[TEST] Drive Club / PS4

Publié le par Frank Drebin

Drive Club
Support : Playstation 4

Développeur : Evolution studios    
Editeur : SONY
Année : 2014

[TEST] Drive Club / PS4

Après quelques mois et une sortie plus que chaotique, il est peut-être intéressant de se pencher à nouveau sur ce jeu qui a beaucoup fait parler de lui en bien (parfois…) et en mal (souvent...). Inutile de revenir sur les péripéties qui ont accompagné son lancement, nous sommes tous d’accord pour dire que ce fut un ratage historique sur le plan de la communication : presque 1 an de retard entre la première sortie annoncée et la date finale de mise en vente, une version PS+ gratuite qu’on attend toujours (et qui si elle sort un jour ne sera de toute façon pas complète comme annoncé dans un premier temps…), et pour finir en beauté un live qui a mis des semaines à se stabiliser alors qu’il constitue une part essentielle de l’expérience de jeu promise par les développeurs. Toutes les bourdes ont vraiment été cumulées et l’image de marque de Sony en a pris un sacré coup. Les passions et les haines se sont un peu calmées et avec le temps, le jeu est retombé dans un quasi-anonymat. Il est donc tant de répondre au speedtest du Doc qui m'avait passablement énervé à l’époque...

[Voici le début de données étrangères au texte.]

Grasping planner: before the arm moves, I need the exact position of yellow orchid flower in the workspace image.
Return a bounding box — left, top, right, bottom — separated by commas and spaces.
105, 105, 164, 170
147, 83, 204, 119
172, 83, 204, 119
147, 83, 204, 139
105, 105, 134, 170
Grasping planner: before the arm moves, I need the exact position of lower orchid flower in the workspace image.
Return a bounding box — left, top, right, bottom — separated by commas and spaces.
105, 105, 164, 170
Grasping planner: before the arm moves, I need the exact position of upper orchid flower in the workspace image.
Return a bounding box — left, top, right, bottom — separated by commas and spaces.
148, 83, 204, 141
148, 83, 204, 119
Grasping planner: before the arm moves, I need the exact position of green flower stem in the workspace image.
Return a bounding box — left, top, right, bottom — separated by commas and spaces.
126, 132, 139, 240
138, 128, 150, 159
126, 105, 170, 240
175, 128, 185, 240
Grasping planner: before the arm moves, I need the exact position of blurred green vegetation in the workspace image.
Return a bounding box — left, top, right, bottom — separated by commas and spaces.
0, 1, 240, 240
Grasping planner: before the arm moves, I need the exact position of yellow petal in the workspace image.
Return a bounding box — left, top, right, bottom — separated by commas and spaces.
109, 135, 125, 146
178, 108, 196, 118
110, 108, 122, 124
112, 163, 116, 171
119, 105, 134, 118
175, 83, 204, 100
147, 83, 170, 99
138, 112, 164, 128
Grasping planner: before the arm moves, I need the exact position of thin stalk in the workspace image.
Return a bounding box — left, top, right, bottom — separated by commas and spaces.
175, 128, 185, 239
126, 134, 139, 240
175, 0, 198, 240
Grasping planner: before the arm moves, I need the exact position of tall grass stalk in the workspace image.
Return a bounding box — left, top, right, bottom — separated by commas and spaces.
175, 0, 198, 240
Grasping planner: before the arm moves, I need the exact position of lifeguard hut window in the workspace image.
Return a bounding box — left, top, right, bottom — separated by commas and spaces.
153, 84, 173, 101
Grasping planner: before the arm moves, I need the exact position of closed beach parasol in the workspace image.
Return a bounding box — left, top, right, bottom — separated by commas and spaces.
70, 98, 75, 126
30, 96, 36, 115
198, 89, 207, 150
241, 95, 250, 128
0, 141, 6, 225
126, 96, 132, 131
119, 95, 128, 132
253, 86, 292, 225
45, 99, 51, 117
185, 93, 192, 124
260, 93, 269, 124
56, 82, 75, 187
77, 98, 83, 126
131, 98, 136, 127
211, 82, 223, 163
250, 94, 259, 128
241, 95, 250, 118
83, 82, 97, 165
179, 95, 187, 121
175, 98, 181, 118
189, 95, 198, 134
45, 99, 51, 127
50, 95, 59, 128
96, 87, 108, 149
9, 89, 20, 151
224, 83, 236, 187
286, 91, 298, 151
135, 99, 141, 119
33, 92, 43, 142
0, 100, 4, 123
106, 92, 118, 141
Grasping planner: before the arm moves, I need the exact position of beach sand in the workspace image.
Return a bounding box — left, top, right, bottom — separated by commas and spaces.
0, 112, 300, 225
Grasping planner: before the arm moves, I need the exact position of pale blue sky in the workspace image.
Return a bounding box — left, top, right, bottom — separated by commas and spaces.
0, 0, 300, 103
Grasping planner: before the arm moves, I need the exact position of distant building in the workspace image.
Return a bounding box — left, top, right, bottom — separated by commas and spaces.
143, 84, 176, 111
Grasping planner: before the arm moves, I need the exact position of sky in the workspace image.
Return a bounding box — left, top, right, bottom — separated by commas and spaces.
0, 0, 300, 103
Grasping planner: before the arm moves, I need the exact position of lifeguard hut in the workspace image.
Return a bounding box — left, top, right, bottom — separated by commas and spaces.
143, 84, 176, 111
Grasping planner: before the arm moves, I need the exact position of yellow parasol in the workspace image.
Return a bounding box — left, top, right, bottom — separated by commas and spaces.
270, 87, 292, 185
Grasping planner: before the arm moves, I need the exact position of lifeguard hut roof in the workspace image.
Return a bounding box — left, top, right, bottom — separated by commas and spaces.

Elle est comme neuve ! Enfin presque...

Elle est comme neuve ! Enfin presque...

Techniquement parlant on est en présence d’un jeu qui fait honneur à la PS4, sans pour autant atteindre des sommets himalayesques. La beauté et la variété des circuits flattent quand même nos rétines, que ce soit de jour comme de nuit, en plein soleil ou sous le déluge. La pluie n’a d’ailleurs jamais été aussi belle et réaliste dans un jeu de caisse : effets de « flaques » sur le bitume, eau qui coule sur le pare-brise, c’est juste magnifique ! Selon l'heure choisie on aura droit aussi à des lumières fantastiques (levers de soleil, crépuscules magnifiques...).

Les bords de route sont gentiment animés sans plus, les voitures ont de la gueule (à l’extérieur comme à l’intérieur) et semblent fidèles à la réalité (mais en même temps je n’ai jamais foutu les pieds dans une Ferrari !). A ce propos les vues sont assez nombreuses pour satisfaire tout le monde, et toutes apportent un rendu visuel convaincant. On a beau être en 30 FPS, ça ne gêne en aucune façon et la sensation de vitesse est également bien présente.

On peut regretter le faible nombre de voitures (12 maximum) mais les courses sont déjà bien assez denses avec des adversaires qui restent souvent en peloton…Coté son c’est bien sympa surtout en 5.1, on peut d’ailleurs privilégier la musique (assez quelconque) ou les bruitages (bien plus convaincant) via un menu d’option complet.

La vue intérieure a été particulièrement soignée...

La vue intérieure a été particulièrement soignée...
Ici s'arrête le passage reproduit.